On the candidate guidance side
If you publish a careers page or application instructions, include formatting guidance. Companies that specify file formats and warn against headers, tables, and creative layouts see fewer parsing failures. Your career page is the right place for this.
Based on the aggregate testing data, the formatting rules that make the biggest difference are:
- Single-column, left-justified layout with no text boxes or tables
- Contact information placed in the document body, not the header or footer
- Standard section headings (“Work Experience,” “Education,” “Skills”) rather than creative alternatives
- Consistent “Month Year” date formatting throughout
- Standard fonts (Arial, Calibri, Times New Roman) and standard bullet characters
Tip: A quick test for candidates: copy all resume text and paste it into a plain text editor. If content is out of order, duplicated, or missing, the ATS parser will have the same problem. This single step catches the majority of formatting issues before submission.

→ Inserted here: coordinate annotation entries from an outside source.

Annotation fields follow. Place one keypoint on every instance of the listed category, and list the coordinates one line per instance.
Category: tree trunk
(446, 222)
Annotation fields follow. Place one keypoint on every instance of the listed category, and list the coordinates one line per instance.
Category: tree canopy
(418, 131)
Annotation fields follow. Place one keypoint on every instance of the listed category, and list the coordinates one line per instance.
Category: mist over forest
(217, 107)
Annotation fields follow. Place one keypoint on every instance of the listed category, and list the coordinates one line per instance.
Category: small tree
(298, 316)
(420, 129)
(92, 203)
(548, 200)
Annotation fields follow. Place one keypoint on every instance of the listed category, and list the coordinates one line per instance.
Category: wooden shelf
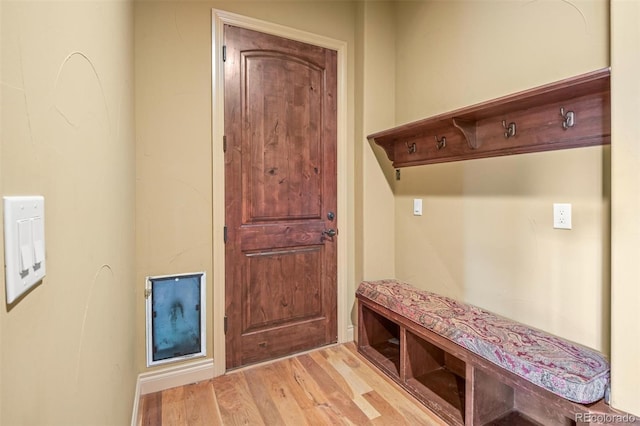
(479, 131)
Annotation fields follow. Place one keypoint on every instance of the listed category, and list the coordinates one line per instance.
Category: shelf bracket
(568, 118)
(509, 129)
(468, 130)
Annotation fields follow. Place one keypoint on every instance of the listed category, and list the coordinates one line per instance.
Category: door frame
(345, 244)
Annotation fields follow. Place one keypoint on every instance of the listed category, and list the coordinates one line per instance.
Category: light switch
(417, 206)
(24, 244)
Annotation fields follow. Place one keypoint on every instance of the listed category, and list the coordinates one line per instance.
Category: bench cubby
(380, 341)
(435, 376)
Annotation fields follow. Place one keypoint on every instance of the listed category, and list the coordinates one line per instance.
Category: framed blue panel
(175, 317)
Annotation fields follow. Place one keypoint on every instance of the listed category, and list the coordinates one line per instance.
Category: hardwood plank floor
(330, 386)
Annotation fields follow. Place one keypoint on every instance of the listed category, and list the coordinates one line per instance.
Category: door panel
(280, 185)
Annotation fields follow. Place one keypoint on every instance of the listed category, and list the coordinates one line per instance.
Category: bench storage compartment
(472, 367)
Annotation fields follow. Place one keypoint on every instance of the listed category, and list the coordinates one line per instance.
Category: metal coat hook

Integrating DEI and Analytics to Catch What Parsing Misses
One dimension of this problem deserves its own call-out. If parsing failures disproportionately affect candidates with non-traditional backgrounds, they create a measurable bias in your hiring funnel. Teams that have integrated DEI analytics with their ATS can actually track whether certain demographic groups are being surfaced at lower rates. When those rates diverge from application rates, parsing problems are one of the first places to investigate.
The same logic applies to interview scheduling software. If candidates never get surfaced by the parser, they never reach the interview stage, and your scheduling data will show a pipeline that looks normal but is actually pre-filtered by formatting accidents.
Questions The Numbers Still Can’t Answer
The data makes a strong case that parsing failures are widespread and that specific formatting choices cause predictable problems. But several gaps remain.
Nobody has published a rigorous, controlled study measuring exactly what percentage of total applicants are incorrectly scored at zero due to parsing failures. The 92% “invisible not rejected” statistic tells us the mechanism exists, but not the scale. We know anecdotally that it’s significant. We don’t have a precise industry-wide number.
We also don’t have good comparative data across ATS platforms. The eight-month Reddit study tested several major systems but wasn’t conducted under controlled academic conditions. Workday’s Illuminate, Greenhouse’s parsing engine, and iCIMS all behave differently, and the differences matter if you’re choosing between them.
And the arms race between AI-powered scoring and candidate optimization tools introduces its own unknowns. ResumeOptimizerPro reported in May 2026 that modern ATS software now uses machine learning to detect keyword manipulation, penalizing tactics like white-text keyword stuffing. But where the line falls between legitimate optimization and manipulation varies by platform and changes over time.
What’s clear from the data is that the problem is real, the causes are well-documented, and the fixes are mostly unglamorous: better file formats, simpler layouts, consistent dates, and periodic manual audits of your parsed data. The candidates are applying. The question is whether your system can actually see them.